Some hospitals will set up isolation wards in case their emergency rooms are overrun by an outbreak of the deadly flulike illness, which has sickened 4,439 people worldwide and killed 263.
"If we had to do that, the hospital would be in disaster mode," said Dr. Robert Rothberg, director of the emergency department at NYU Medical Center, which could treat up to 35 patients in a special pressurized room.
Health Commissioner Thomas Frieden said the city was prepared to "invoke its legal authority" to isolate patients.
The Health Department also ratcheted up its syndromic surveillance system, which flags abnormal clusters of symptoms using data from 911 calls, emergency room visits, drug store purchases and even absentee rolls from an undisclosed city agency.
"With the outbreak of SARS, we're certainly looking at it with greater scrutiny," said Dr. Don Weiss, director of the communicable disease surveillance unit.
Possible new cases
The measures came as the number of New Yorkers thought to be suffering from SARS jumped to 18 yesterday from 13.
Two of them are likely infections, while 16 are suspected cases in which patients show flulike symptoms and recently traveled to areas reeling from the epidemic Asia and Toronto.
A second major hospital in Beijing was shut yesterday and more than 2,000 employees put under observation for SARS.
About 4,000 people who have had "intimate contact" with others showing SARS symptoms have been ordered to stay at home under quarantine, a Beijing health official said early today.

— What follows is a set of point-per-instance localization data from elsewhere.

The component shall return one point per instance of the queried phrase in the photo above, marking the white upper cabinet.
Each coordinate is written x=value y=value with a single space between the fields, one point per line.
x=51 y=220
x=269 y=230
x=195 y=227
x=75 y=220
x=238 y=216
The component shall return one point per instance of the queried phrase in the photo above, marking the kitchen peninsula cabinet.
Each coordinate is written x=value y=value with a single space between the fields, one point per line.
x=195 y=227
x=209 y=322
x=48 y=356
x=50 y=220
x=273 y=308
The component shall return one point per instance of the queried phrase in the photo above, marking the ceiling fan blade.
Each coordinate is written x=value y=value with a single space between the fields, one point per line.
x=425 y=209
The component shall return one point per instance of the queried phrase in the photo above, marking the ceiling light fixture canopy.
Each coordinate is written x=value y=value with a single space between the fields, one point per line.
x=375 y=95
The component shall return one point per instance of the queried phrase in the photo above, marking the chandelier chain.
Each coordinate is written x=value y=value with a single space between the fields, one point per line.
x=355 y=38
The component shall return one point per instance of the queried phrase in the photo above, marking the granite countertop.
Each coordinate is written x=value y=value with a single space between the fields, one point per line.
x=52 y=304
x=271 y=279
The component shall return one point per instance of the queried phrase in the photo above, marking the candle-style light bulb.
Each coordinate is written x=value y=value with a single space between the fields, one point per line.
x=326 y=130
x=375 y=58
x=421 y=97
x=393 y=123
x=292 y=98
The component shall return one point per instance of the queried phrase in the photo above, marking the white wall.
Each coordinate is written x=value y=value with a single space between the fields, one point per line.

Anxious people in the Chinese capital went on panic buying sprees, emptying stores of rice, oil and frozen food. Across China, 110 people have died from the disease, according to the World Health Organization.
In Canada, angry officials blasted the UN agency after it warned travelers against going to Toronto, the only area outside Asia with SARS deaths.
Mayor Bloomberg said a similar advisory against New York could cripple the already fragile economy. "Let's hope that it does not become an epidemic here in the city," he said, urging New Yorkers to see a doctor if they exhibit SARS symptoms, which include high fever and a dry cough.
In an indication of the panic, Singapore set up a medical camp yesterday to hold anyone who violates an order to stay under home quarantine. SARS has killed 19 people there.
And a Philippine Airlines flight to South Korea was turned back to Manila soon after takeoff yesterday after a passenger showed SARS-like symptoms.
The outbreak has pummeled Asian economies, and the decline in tourism has reduced demand for jet fuel by several hundred thousand barrels a day.
International health officials have slammed China for keeping the epidemic quiet until mid-March, four months after local officials became aware of a mysterious new illness.
One reason SARS is causing such concern is that the disease caused by a mutant relative of the common cold virus has killed a large number of healthy young people, not just the elderly and infirm.
Though new infections have been leveling off, Dr. Julie Gerberding, director of the federal Centers for Disease Control and Prevention, urged vigilance.
"There is nothing to suggest that an infected traveler could not come to this country and initiate a cascade of transmissions," she said.
With Michael Saul
Originally published on April 25, 2003
A disease that spreads withe the ease of a common cold would have a heyday there.
This figure is so unbelievable. One would think that every time someone cites this number they would add the words "supposedly" or "the Chinese government claims" or something to that effect. Do we really think the gov't of the PRC would act like they have in Beijing if only 100 odd people had died since November?
Why? Influenza claims similar numbers each year - CAR ACCIDENTS TOO ...
Humans and live stock in the same block, horse carcasses littering the street, water pumped from wells polluted with human waste, flies thick as fog at certain times of the year -
- WAIT!
That was New Yawk in 1832 ...
Neighborhood-level registration of travel plans, weekly 'cough-checks' by a block-captain, family-member temperature reports collected daily by phone and recorded by the 'block captain'.
Say - do I hear you volunteering as block captain?